Since God gives us children as a gift to steward, we must do so by sharpening arrows with restful wartime mentality for His glory.
Why do we do children dedication?
What are we saying as we do this?

Dedicating Our Children

“Set Apart for Christ”
What are we doing today?
The word dedicate means: to set apart; to consecrate to the Lord; to devote wholly and earnestly to Christ.

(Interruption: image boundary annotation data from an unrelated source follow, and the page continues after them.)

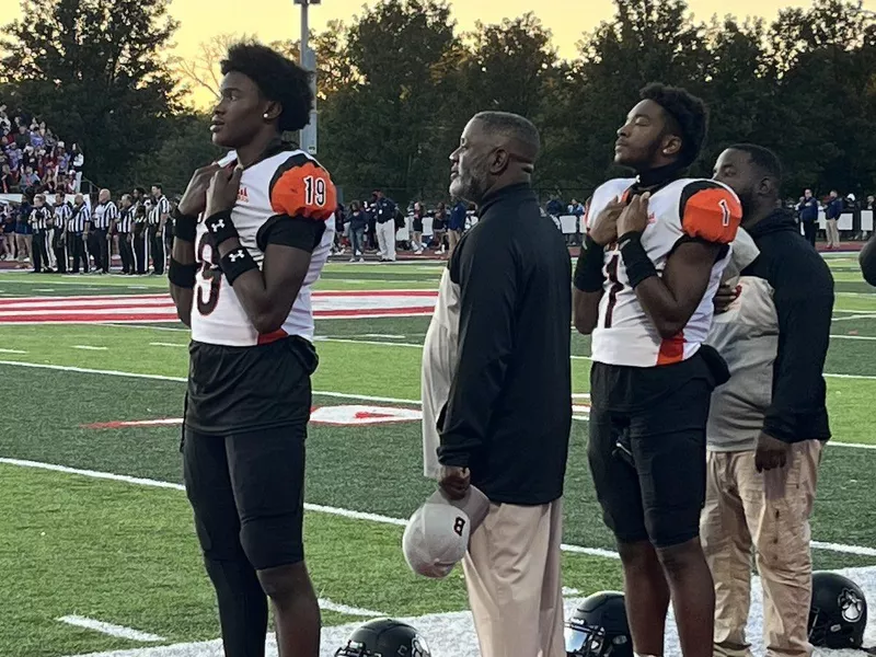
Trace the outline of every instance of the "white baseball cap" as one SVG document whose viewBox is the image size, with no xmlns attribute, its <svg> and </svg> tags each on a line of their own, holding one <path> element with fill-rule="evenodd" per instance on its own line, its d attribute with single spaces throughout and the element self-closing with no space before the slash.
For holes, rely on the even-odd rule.
<svg viewBox="0 0 876 657">
<path fill-rule="evenodd" d="M 424 577 L 447 577 L 488 511 L 489 499 L 474 486 L 462 499 L 450 499 L 439 488 L 407 521 L 402 537 L 407 565 Z"/>
</svg>

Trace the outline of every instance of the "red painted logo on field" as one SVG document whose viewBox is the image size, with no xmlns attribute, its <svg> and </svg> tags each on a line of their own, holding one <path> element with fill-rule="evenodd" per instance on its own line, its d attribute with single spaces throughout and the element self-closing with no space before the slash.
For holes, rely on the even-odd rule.
<svg viewBox="0 0 876 657">
<path fill-rule="evenodd" d="M 316 319 L 377 319 L 430 315 L 438 292 L 377 290 L 313 292 Z M 0 299 L 0 324 L 176 322 L 169 295 L 107 295 Z"/>
</svg>

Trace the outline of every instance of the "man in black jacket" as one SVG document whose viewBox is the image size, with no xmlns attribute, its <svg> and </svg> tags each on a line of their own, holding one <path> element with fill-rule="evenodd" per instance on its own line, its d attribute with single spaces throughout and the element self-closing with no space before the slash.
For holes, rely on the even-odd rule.
<svg viewBox="0 0 876 657">
<path fill-rule="evenodd" d="M 489 498 L 463 562 L 483 657 L 564 657 L 562 496 L 572 428 L 572 266 L 531 187 L 526 118 L 475 115 L 450 160 L 480 220 L 443 273 L 424 345 L 426 474 Z"/>
<path fill-rule="evenodd" d="M 861 263 L 861 273 L 872 286 L 876 286 L 876 237 L 869 239 L 857 256 Z"/>
<path fill-rule="evenodd" d="M 733 276 L 716 298 L 708 336 L 733 372 L 712 394 L 700 532 L 715 584 L 714 654 L 750 655 L 753 546 L 766 655 L 808 657 L 809 516 L 830 438 L 822 371 L 833 279 L 793 212 L 780 208 L 775 154 L 730 147 L 715 178 L 739 196 L 745 230 L 734 242 Z"/>
</svg>

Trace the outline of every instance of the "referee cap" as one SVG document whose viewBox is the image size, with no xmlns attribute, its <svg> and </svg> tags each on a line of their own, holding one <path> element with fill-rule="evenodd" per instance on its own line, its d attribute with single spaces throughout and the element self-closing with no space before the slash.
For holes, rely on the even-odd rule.
<svg viewBox="0 0 876 657">
<path fill-rule="evenodd" d="M 488 511 L 489 500 L 474 486 L 462 499 L 436 491 L 405 527 L 402 550 L 407 565 L 424 577 L 447 577 L 465 556 L 472 532 Z"/>
</svg>

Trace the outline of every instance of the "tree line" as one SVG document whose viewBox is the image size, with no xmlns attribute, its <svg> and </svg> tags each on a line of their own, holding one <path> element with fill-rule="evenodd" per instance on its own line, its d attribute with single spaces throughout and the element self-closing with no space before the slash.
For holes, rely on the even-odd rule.
<svg viewBox="0 0 876 657">
<path fill-rule="evenodd" d="M 445 0 L 380 0 L 331 23 L 311 37 L 319 159 L 347 199 L 382 188 L 402 203 L 441 200 L 465 122 L 504 110 L 541 131 L 537 187 L 583 200 L 616 173 L 614 134 L 638 90 L 661 81 L 710 106 L 694 174 L 711 175 L 728 143 L 751 141 L 780 154 L 789 196 L 876 191 L 876 18 L 861 0 L 814 0 L 772 21 L 702 21 L 685 0 L 614 4 L 572 59 L 533 13 L 460 32 Z M 216 46 L 231 36 L 182 61 L 169 55 L 178 27 L 169 0 L 22 7 L 41 20 L 7 26 L 0 99 L 79 141 L 99 184 L 161 181 L 182 192 L 216 154 L 209 119 L 186 106 L 186 93 L 216 83 Z M 296 41 L 273 45 L 297 57 Z"/>
</svg>

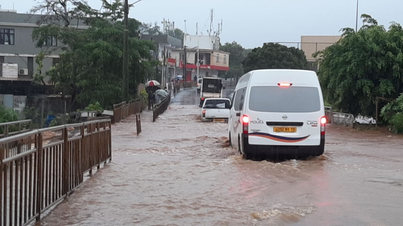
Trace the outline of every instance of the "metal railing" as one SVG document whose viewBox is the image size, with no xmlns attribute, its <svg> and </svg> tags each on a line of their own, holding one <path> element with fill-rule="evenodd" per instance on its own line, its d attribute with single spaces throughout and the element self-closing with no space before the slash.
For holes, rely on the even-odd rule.
<svg viewBox="0 0 403 226">
<path fill-rule="evenodd" d="M 154 109 L 153 110 L 152 121 L 155 122 L 158 118 L 158 116 L 164 113 L 164 112 L 168 109 L 169 107 L 169 104 L 171 103 L 171 95 L 169 94 L 168 96 L 164 99 L 158 105 L 154 106 Z"/>
<path fill-rule="evenodd" d="M 113 119 L 112 123 L 116 123 L 129 115 L 140 113 L 144 108 L 144 104 L 140 99 L 135 99 L 113 105 Z"/>
<path fill-rule="evenodd" d="M 110 119 L 31 131 L 0 139 L 0 225 L 26 225 L 112 160 Z M 49 136 L 49 134 L 53 134 Z M 3 158 L 10 146 L 28 147 Z"/>
<path fill-rule="evenodd" d="M 30 131 L 32 122 L 27 119 L 0 123 L 0 138 Z"/>
</svg>

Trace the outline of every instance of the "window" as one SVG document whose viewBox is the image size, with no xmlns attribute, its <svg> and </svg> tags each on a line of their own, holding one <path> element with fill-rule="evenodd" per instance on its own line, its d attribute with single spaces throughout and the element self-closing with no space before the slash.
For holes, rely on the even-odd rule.
<svg viewBox="0 0 403 226">
<path fill-rule="evenodd" d="M 207 109 L 229 109 L 231 106 L 231 103 L 228 100 L 206 99 L 204 108 Z"/>
<path fill-rule="evenodd" d="M 253 86 L 249 109 L 264 112 L 315 112 L 320 110 L 316 87 Z"/>
<path fill-rule="evenodd" d="M 243 107 L 245 90 L 246 88 L 241 88 L 237 91 L 237 94 L 234 101 L 234 110 L 241 111 Z"/>
<path fill-rule="evenodd" d="M 57 37 L 49 36 L 44 41 L 44 45 L 45 46 L 57 46 Z"/>
<path fill-rule="evenodd" d="M 0 44 L 14 44 L 14 29 L 0 28 Z"/>
</svg>

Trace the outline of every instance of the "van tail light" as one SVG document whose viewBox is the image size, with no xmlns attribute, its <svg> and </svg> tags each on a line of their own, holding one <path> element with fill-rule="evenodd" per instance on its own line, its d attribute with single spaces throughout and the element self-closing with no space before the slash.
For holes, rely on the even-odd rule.
<svg viewBox="0 0 403 226">
<path fill-rule="evenodd" d="M 326 117 L 323 116 L 320 118 L 320 135 L 324 135 L 326 132 L 326 123 L 327 119 Z"/>
<path fill-rule="evenodd" d="M 244 115 L 242 116 L 242 133 L 244 134 L 249 133 L 249 117 Z"/>
</svg>

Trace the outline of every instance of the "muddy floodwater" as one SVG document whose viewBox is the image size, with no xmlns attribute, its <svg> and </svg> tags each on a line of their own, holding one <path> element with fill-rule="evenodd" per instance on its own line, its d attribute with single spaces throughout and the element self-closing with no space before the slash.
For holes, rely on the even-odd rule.
<svg viewBox="0 0 403 226">
<path fill-rule="evenodd" d="M 403 224 L 402 136 L 329 126 L 322 156 L 245 160 L 228 146 L 227 124 L 201 122 L 195 92 L 156 123 L 144 112 L 139 136 L 133 118 L 114 125 L 112 162 L 42 224 Z"/>
</svg>

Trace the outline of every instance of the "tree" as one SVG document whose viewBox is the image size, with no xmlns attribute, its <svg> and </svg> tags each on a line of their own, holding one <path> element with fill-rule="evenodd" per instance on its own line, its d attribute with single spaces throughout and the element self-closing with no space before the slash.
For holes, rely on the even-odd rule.
<svg viewBox="0 0 403 226">
<path fill-rule="evenodd" d="M 274 43 L 253 49 L 243 62 L 245 72 L 258 69 L 305 69 L 307 62 L 302 50 Z"/>
<path fill-rule="evenodd" d="M 388 31 L 370 16 L 356 33 L 342 29 L 343 38 L 319 57 L 318 75 L 325 99 L 339 111 L 375 114 L 377 97 L 394 98 L 403 92 L 403 29 L 392 23 Z"/>
</svg>

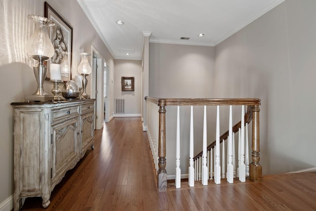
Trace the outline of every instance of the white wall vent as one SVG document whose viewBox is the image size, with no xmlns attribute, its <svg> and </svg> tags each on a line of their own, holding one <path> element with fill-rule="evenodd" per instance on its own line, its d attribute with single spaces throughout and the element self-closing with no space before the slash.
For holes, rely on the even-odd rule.
<svg viewBox="0 0 316 211">
<path fill-rule="evenodd" d="M 125 99 L 115 99 L 115 113 L 125 114 Z"/>
</svg>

Is there anything in the Bible about this?
Yes
Luke 2:21–22 ESV
And at the end of eight days, when he was circumcised, he was called Jesus, the name given by the angel before he was conceived in the womb. And when the time came for their purification according to the Law of Moses, they brought him up to Jerusalem to present him to the Lord
Is this mandated in the NT scriptures?
No
It is meant to be a public display of covenant accountability and humility.
There is no salvific merit in this!
It is just as much a parent dedication as it is a child dedication! (God I need you…Church I need you)
Infant Baptism
This is NOT equal to an infant baptism.
They would believe that a child is a part of the NC community by being born into the family.
We believe though that the NC community is made up of people who have been born again.
Those who have experience the second birth, the spiritual birth.
Since this is the case, baptism is only for individuals who have been born again.
Those who have been regenerated by the Holy Spirit.
So how then do our children fit into the New Covenant community called the church?
Children in the NC community are under what would be described as a spiritual guardianship (parents/guardians/stewards) praying, asking, awaiting the day of their spiritual regeneration to faith in Christ.
Parents are called to be faithful in raising their children in the “fear and admonition of the Lord.”
We believe though that God uses means of grace to bring people to faith, and sometimes that is through parents.
SO FOR children to be born into this community means that we as a church are to be their spiritual guardian’s.
God takes vows very seriously
Ecclesiastes 5:4-5
When you make a vow to God, do not delay to pay it; For He has no pleasure in fools. Pay what you have vowed; Better not to vow than to vow and not pay.
Speak blessing over the child:
Simeon & Elise, together with your parents, who love you dearly, and these people who care about the outcome of your faith, I now dedicate you to God, surrendering together with them all worldly claims upon your life, in the hope that you will belong wholly to God, finding your joy in Him, and live for His Glory!